Frazier’s attorney has said in court that the former animal control supervisor is adamant about her innocence. Conger could not be reached for comment. A trial for Fraizer on the two animal cruelty counts has been set for Sept. 12.

What would happen to Oscar the dachshund triggered Inabnitt’s initial warning to Conger. It was spring 2014, and it would be another year before any action would be taken and almost another full year before any criminal charges would be brought.

On his last day alive, Oscar had arrived at the shelter happy and, by all appearances, healthy, Inabnitt testified. Frazier, however, was not happy.

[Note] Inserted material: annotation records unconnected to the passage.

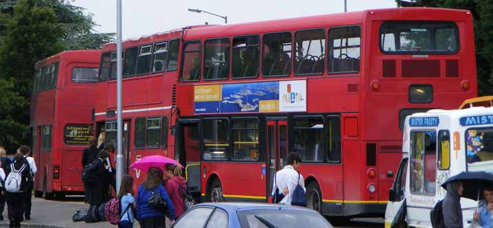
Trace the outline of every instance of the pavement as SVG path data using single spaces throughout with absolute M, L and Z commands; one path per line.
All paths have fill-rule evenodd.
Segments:
M 72 216 L 78 209 L 88 208 L 89 205 L 82 202 L 82 197 L 67 197 L 64 201 L 45 201 L 41 198 L 32 198 L 32 219 L 21 223 L 22 227 L 42 228 L 115 228 L 116 225 L 108 222 L 86 223 L 84 222 L 72 221 Z M 0 228 L 8 227 L 7 218 L 7 205 L 3 211 L 5 219 L 0 221 Z M 384 227 L 382 218 L 353 219 L 349 223 L 334 224 L 336 228 L 369 227 L 380 228 Z M 140 227 L 139 223 L 134 224 L 134 227 Z

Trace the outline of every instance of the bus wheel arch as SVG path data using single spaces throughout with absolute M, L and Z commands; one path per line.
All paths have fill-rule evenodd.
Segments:
M 208 202 L 220 202 L 224 201 L 222 195 L 222 185 L 219 180 L 219 176 L 216 174 L 212 174 L 207 180 L 207 201 Z
M 306 207 L 322 214 L 323 198 L 320 185 L 313 177 L 306 179 Z

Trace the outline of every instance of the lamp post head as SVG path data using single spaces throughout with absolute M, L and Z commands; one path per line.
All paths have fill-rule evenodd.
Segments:
M 196 9 L 196 10 L 194 10 L 194 9 L 188 9 L 188 11 L 190 11 L 190 12 L 197 12 L 197 13 L 199 13 L 199 14 L 200 14 L 200 12 L 202 12 L 202 10 L 198 10 L 198 9 Z

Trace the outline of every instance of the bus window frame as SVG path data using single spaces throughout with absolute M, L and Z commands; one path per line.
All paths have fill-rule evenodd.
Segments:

The dog was a bitter aspect of her divorce, and since she and her husband had separated, Oscar kept peeing on the carpet, and she’d had enough.

Inabnitt testified she told Frazier that the dog just missed Frazier’s husband, “his dad.” All Frazier had to do was wait for Oscar to cope or just give him back, Inabnitt said.

But Frazier cursed at the mention of her ex and brought Oscar to a bank of cages at the back of the shelter. She stuffed him inside a cage and went to the safe where she kept the shelter’s drugs, Inabnitt testified. Then Frazier killed him in a manner against protocol, Inabnitt testified. Inabnitt said she wanted to hold Oscar as he died to comfort him, but Frazier would not allow it.

Frazier stuck him with the drug in his hind leg and went out for a smoke. Inabnitt stared in shock as the dog screamed, banging its head against his cage.

Frazier came back and stuck a syringe directly into unconscious Oscar’s heart, Inabnitt testified. Frazier let the syringe sit there, moving with the dying dog’s fading heartbeat.

Frazier ordered there was to be no paperwork, Inabnitt testified. Inabnitt asked how the drugs used to kill Oscar would be explained. The Drug Enforcement Administration requires a detailed drug log of the schedule 2 narcotic. Frazier told Inabnitt she’d just doctor it.

Before leaving, she told Inabnitt, “This never happened.”